Frans was also refreshingly honest about ongoing challenges. Finding truly skilled developers with architecture capabilities, not just coding skills, remains difficult. Convincing established brands to take the leap requires persistence, sometimes months or years, and depends on finding the right champions inside those organisations.
"It takes also people with guts and with a belief that something needs to change in our consumer behaviour to actually move the needle," Frans noted. "We also need to find each other. That's another problem. How can you find those people in the companies that are actually looking for this?"

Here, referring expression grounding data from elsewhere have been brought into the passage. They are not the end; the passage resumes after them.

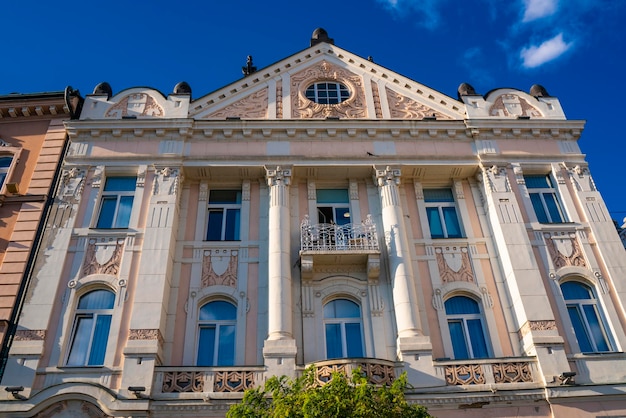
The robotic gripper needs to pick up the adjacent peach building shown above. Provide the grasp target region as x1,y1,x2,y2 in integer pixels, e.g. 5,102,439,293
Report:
0,89,77,375
0,29,626,418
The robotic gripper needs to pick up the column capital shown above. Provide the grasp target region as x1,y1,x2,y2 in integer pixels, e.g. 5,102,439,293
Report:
374,166,402,187
265,166,291,187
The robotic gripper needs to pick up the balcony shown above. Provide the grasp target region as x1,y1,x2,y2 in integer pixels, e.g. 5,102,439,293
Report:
152,366,265,398
300,215,380,279
309,358,396,386
435,357,541,388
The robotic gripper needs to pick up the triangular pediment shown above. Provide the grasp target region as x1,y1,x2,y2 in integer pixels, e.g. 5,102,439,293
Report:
189,43,465,120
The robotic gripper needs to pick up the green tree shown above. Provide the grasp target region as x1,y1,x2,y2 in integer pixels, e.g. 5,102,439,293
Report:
226,367,431,418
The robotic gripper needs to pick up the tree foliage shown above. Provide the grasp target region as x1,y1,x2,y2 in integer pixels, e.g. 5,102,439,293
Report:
226,366,431,418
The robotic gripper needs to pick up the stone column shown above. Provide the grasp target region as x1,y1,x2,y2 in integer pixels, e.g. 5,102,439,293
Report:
375,167,434,386
263,167,297,375
376,167,420,338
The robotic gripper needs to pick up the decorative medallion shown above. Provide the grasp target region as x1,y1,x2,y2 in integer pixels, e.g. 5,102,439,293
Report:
435,247,474,283
82,238,124,277
543,232,587,269
202,249,239,288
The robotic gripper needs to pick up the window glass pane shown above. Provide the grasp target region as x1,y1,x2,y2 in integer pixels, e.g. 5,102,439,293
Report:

Barry referenced an earlier episode conversation about warehousing, where someone described how often there's just a corner doing returns that becomes a mess, leading decision makers to conclude that circular models don't work, when really it's because they haven't had the decades of optimisation that linear warehouses enjoy.
Reflections on the Journey
What makes Frans's story particularly relevant for circular economy professionals is how it illustrates several key principles. The willingness to embrace imperfect solutions that enable learning. The recognition that real-world operations teach you things no amount of planning can anticipate. The importance of building with customers rather than for them.

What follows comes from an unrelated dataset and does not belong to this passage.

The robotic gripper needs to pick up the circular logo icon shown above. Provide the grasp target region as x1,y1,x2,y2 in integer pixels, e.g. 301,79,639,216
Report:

The conversation revealed a different reality from the clean, planned transitions often assumed in technology pivots. One where funding crises force decisions, where hybrid technical solutions buy time for learning, and where the mess of real operations shapes better products than theoretical planning ever could.
BIYU currently serves customers across Europe, with early adoption in the UK, Sweden, and the Netherlands. Frans noted that they're seeing encouraging signs in the market: companies moving towards profitability, handling hundreds rather than tens of returns weekly, recognising they need purpose-built infrastructure.
"The volumes are increasing," Frans observed. "Companies turn to profitability and they realise, shoot, I've hacked my entire back-end around the linear thing... Now I need to organise this because otherwise it's going to end up in a huge mess in the warehouse."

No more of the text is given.